Happy Holidays from Z and me! If I wasn’t able to send you a card in the mail, please accept my electronic wishes with pictures of our holiday cards.
I’ve been having a hard time this year picking out a Christmas card. Last year, I handmade cards with a gold glitter embossed greeting, but I wasn’t sending out cards on behalf of myself and Zach.
Living together means that I must take into account his preference and his option. This means that I’m rushing to find the right card. Right now, it’s a toss-up between a photo card of us (I like) or a photo card of the beach (Z likes). All opinions/suggestions will be appreciated.
Why am I rushing to be pick out Christmas cards with 2 months until Christmas?
Contrary to popular belief, there are rules to sending out Christmas cards (see KerriJack’s post) and these rules must be followed. My set of Christmas card rules are very similar to hers:
1. Cards must not be sent out before 12:00 am on December 1. Any card sent before that date is a “I’m-Better-Than-You” card and the sender forfeits all rights to a timely holiday card (and bragging rights).
2. Cards must be finalized before Halloween or at latest a week before Thanksgiving. Bonus bragging points are awarded for those who finalize the cards in the summer.
3. Bragging rights are the all-powerful currency in a Southern holiday gathering. Like Pokemon, you must catch them all. The quicker people receive your card, the higher the bragging rights. The more personalized (handwritten or handmade), the higher the bragging rights. The funnier the card, the higher the bragging rights. Etc.
4. It does not matter what greeting is on the card. However, as a personal preference, I like to put Happy Holidays on my cards to not offend anyone.
5. Names must be on the cards! It is preferred to have both first and last names if there has been a marriage, divorce, birth, or any change in living arrangements (this includes pets).
6. Return addresses must accompany the card. You would think that this would be an unspoken understanding … but no, I’ve received cards without return addresses and had to make long phone calls to my mother in order to determine the correct return address.

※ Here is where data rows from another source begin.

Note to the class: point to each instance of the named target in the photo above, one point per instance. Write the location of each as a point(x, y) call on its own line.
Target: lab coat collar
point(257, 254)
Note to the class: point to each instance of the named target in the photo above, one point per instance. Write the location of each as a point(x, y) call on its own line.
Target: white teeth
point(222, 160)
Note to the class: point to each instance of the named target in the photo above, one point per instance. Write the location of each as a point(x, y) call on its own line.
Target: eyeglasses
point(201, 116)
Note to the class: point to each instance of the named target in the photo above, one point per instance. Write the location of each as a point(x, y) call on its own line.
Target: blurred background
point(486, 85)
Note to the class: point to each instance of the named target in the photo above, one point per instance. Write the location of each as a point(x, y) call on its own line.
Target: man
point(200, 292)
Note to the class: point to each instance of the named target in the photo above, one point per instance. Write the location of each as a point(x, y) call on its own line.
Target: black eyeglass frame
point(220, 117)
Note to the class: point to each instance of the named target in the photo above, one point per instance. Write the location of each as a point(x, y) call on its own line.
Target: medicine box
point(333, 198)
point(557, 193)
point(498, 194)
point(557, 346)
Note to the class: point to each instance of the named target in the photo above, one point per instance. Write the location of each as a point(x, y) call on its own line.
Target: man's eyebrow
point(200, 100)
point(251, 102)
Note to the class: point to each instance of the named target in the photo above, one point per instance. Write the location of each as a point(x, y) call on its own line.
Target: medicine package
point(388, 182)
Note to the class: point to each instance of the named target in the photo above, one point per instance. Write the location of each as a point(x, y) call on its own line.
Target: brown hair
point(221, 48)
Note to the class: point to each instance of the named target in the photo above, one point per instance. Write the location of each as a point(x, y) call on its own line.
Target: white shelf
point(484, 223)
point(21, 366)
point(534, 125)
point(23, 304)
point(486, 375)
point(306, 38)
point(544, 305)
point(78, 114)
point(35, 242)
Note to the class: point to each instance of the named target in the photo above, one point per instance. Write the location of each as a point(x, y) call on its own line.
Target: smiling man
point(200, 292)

7. No handwritten or handmade component means that the sender forfeits all bragging rights. No personal holiday card was sent out and therefore, no personal bragging rights have been awarded. Bragging points are subtracted if the address is printed on the envelope AND there is no handwritten component.
8. Pictures of pets are allowed on and in Christmas cards. Pets are furry children and just as important as actual children. However, please see Rule #5.
9. Anyone who sends cards on or after December 25 has already lost their card bragging rights. Display the card as if it was the first card received and do not mention the violation to the sender.
10. Finally, (borrowing from Kerri Jack) there is no mocking the maker and enforcer of the rules as they exist in her mind.